Villeneuve poursuit : « J’ai amorcé le dernier tour très lentement. Je ne m’attendais pas à ce qu’il me double. Tout à coup, je l’ai vu me foncer dessus. Je ne l’ai pas bloqué. Je ne me suis jamais défendu. Les gens croient que nous nous sommes livrés le duel du siècle. Je me suis qualifié 1,5 seconde plus vite que lui et j’ai été devant lui durant presque toute la course. J’ai conduit les 15 derniers tours en touriste tandis que lui était en course ».

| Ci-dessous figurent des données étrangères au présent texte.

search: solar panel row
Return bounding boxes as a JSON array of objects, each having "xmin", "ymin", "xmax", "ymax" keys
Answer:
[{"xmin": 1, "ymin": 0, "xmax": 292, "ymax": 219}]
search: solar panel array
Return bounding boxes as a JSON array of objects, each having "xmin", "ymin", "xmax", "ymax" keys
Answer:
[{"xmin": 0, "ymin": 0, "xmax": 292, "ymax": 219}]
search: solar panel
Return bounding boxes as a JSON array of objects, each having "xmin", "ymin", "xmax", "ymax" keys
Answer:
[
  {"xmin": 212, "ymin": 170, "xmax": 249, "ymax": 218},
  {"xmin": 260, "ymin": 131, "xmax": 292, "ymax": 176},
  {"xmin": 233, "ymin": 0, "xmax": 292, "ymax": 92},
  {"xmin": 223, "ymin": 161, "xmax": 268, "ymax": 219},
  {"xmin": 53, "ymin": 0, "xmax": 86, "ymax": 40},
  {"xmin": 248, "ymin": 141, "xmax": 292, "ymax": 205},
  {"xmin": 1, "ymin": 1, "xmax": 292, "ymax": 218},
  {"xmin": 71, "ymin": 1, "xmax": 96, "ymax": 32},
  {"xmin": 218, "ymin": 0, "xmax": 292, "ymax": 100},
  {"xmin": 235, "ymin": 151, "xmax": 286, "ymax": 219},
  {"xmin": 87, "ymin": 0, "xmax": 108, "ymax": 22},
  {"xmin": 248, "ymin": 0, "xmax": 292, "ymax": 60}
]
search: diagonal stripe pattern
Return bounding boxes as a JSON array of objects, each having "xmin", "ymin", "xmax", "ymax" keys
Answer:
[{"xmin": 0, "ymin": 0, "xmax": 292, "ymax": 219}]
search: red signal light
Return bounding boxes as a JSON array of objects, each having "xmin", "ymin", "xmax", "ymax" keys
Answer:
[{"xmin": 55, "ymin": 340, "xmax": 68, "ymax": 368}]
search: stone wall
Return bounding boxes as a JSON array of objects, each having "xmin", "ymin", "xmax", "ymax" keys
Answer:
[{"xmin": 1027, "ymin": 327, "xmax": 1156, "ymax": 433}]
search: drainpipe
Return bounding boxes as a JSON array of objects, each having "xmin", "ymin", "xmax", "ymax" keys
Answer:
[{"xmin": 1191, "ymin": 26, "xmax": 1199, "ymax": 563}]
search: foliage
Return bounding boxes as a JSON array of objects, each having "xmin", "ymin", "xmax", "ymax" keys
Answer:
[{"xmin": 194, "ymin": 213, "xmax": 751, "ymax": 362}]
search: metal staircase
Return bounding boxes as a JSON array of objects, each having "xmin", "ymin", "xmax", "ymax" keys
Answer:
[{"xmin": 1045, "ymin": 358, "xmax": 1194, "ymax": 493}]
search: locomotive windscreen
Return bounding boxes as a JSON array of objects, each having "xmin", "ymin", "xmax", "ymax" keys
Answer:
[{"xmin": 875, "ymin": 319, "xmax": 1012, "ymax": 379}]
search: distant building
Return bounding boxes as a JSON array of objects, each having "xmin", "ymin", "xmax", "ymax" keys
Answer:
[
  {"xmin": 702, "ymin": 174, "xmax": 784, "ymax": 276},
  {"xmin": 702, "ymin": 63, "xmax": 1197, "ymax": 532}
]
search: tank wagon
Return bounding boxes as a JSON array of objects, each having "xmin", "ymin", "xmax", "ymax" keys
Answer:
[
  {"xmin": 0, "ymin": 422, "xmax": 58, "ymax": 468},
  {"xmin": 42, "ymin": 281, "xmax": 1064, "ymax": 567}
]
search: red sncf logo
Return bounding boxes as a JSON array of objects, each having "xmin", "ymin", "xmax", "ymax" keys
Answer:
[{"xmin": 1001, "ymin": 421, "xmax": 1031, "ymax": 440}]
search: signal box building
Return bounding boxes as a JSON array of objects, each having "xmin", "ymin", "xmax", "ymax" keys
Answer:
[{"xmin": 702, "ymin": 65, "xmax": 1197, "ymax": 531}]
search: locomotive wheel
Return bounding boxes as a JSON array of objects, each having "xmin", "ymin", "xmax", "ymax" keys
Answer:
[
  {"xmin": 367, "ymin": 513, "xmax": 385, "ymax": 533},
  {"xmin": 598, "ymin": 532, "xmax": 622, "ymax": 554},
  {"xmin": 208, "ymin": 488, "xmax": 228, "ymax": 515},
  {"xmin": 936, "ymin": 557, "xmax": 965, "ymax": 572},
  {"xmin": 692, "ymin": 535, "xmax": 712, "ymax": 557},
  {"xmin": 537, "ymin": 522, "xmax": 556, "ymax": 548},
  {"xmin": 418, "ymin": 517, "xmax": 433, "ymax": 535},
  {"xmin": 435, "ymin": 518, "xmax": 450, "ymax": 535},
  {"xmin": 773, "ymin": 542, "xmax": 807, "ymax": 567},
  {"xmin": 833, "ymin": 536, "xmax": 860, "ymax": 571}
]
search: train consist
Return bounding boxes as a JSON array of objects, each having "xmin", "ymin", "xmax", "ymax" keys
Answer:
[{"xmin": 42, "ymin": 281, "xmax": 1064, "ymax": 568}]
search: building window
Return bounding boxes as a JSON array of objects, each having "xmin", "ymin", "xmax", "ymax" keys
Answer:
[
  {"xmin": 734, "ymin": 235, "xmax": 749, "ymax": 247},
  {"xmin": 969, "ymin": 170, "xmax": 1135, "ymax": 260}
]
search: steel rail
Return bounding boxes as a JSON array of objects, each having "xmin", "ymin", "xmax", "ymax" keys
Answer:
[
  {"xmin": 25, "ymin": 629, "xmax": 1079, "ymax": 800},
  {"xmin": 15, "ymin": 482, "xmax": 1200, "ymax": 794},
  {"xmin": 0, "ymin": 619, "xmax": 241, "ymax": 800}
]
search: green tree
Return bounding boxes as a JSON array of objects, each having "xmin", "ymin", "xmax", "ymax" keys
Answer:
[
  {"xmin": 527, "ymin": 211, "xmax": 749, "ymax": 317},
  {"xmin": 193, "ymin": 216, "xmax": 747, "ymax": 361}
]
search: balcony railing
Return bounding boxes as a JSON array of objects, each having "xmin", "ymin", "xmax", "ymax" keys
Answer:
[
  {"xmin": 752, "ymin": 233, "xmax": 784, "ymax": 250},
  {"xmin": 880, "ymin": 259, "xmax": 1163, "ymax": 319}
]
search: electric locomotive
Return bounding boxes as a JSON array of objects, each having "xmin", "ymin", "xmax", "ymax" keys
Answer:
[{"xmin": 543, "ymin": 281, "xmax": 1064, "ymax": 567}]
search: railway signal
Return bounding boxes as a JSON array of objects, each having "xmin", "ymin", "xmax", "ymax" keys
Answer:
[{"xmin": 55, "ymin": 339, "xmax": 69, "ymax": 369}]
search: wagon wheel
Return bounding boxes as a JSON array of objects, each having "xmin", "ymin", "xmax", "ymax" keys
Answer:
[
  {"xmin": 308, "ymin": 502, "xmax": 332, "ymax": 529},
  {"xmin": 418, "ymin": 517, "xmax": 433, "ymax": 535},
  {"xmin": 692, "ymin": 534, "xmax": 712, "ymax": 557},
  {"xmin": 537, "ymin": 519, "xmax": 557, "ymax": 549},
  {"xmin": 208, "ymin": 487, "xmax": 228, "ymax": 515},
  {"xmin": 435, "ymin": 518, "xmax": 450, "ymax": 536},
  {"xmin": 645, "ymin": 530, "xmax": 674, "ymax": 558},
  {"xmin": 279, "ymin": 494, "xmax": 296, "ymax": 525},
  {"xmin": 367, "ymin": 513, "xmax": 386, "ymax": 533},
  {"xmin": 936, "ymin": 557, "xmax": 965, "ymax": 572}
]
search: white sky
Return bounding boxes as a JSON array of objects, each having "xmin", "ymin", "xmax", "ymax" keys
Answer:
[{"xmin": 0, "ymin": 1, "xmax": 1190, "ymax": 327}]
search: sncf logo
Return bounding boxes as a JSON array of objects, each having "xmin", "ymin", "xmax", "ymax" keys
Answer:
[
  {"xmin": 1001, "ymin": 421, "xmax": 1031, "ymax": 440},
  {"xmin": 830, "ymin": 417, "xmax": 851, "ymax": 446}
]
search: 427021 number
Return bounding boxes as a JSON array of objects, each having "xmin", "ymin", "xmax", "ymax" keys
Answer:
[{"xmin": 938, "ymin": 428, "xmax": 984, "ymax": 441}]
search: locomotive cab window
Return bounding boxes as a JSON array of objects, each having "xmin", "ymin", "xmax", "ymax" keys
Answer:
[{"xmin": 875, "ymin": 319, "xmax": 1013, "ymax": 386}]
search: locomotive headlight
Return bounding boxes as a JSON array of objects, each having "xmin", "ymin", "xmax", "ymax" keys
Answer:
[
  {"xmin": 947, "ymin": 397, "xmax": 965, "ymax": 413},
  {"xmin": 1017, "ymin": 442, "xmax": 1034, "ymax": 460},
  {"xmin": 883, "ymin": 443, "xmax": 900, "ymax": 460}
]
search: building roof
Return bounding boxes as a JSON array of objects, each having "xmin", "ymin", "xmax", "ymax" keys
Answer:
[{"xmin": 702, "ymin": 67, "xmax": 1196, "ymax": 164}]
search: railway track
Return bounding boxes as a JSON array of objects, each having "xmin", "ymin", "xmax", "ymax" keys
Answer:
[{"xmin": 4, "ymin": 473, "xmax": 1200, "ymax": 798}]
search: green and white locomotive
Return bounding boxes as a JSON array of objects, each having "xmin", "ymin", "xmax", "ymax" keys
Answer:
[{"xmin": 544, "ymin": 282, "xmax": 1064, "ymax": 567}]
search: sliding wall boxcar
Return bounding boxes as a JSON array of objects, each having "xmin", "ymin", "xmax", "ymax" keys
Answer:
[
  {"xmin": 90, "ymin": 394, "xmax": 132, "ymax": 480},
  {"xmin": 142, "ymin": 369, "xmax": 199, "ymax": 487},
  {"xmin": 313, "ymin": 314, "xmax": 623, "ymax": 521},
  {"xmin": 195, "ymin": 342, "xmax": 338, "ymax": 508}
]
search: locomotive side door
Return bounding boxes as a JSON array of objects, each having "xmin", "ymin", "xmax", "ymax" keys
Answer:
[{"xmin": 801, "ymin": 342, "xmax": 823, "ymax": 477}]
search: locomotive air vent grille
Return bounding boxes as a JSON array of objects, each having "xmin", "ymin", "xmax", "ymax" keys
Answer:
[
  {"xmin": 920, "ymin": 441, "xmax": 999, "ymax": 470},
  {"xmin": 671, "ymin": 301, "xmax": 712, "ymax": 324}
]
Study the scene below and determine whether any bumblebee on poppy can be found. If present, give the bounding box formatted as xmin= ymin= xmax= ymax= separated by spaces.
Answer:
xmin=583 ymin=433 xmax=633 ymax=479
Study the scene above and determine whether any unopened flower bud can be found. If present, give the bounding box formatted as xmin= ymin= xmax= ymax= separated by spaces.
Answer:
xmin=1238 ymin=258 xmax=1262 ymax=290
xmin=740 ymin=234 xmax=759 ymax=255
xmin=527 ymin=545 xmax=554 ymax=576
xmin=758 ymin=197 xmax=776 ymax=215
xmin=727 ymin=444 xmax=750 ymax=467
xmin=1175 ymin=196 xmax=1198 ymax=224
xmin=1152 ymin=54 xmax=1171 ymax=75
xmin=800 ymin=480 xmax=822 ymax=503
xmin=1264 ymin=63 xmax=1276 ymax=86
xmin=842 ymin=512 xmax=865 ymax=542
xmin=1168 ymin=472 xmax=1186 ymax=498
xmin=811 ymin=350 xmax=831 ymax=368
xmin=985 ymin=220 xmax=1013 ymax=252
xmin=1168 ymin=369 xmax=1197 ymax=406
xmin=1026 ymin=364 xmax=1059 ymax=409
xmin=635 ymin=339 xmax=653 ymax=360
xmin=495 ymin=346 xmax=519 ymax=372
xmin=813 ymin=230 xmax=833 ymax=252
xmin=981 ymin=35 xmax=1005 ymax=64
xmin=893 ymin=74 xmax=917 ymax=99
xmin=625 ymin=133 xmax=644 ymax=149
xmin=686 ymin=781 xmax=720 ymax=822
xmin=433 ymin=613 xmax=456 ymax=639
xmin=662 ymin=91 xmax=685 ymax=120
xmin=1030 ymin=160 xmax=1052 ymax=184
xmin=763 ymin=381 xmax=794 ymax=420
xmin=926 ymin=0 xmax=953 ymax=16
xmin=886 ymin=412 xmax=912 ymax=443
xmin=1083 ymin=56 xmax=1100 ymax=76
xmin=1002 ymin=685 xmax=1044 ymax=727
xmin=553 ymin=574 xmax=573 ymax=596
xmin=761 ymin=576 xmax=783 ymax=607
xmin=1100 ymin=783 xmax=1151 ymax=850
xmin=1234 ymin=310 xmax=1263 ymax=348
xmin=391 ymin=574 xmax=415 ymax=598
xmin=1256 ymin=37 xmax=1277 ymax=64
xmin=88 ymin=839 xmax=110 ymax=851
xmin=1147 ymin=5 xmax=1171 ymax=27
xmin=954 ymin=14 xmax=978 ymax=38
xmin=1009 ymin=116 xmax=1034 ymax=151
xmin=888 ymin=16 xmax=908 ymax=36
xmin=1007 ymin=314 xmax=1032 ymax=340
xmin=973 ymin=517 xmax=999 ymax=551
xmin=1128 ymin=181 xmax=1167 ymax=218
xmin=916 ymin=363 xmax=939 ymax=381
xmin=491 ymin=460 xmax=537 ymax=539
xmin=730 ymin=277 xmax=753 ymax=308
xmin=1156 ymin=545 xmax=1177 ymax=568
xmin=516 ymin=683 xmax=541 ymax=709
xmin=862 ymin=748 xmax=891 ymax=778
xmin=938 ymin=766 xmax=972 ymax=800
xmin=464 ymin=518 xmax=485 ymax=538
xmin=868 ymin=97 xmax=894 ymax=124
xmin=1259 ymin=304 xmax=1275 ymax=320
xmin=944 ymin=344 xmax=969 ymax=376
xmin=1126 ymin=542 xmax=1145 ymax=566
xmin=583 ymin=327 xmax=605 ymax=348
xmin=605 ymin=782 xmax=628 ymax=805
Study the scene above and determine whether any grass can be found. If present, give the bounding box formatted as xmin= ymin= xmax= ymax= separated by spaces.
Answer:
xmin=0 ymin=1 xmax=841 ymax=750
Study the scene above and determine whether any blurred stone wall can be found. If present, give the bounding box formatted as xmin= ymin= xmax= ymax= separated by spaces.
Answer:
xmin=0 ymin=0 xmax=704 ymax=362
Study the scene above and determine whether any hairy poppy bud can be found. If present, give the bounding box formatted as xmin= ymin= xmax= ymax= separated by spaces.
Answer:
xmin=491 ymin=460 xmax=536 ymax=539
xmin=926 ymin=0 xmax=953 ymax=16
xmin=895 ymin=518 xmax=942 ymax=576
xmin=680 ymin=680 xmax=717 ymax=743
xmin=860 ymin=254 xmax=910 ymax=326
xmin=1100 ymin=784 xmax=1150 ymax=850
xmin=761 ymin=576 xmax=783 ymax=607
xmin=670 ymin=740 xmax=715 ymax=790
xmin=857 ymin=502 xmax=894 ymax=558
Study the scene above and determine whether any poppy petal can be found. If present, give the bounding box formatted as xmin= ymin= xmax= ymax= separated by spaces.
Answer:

Précision : Gilles a raison quand il affirme qu’il était devant Didier quand le panneau "Slow" a été montré la première fois. Un fait confirmé par plusieurs journalistes et observateurs. En réalité, Villeneuve était surtout en colère contre lui d’avoir été berné de la sorte par Pironi. Tout cela a été un énorme gâchis et Villeneuve, révolté, n’a plus jamais parlé à son coéquipier et n’a plus eu confiance en son écurie.
Son destin fut tragiquement scellé à Zolder deux semaines plus tard.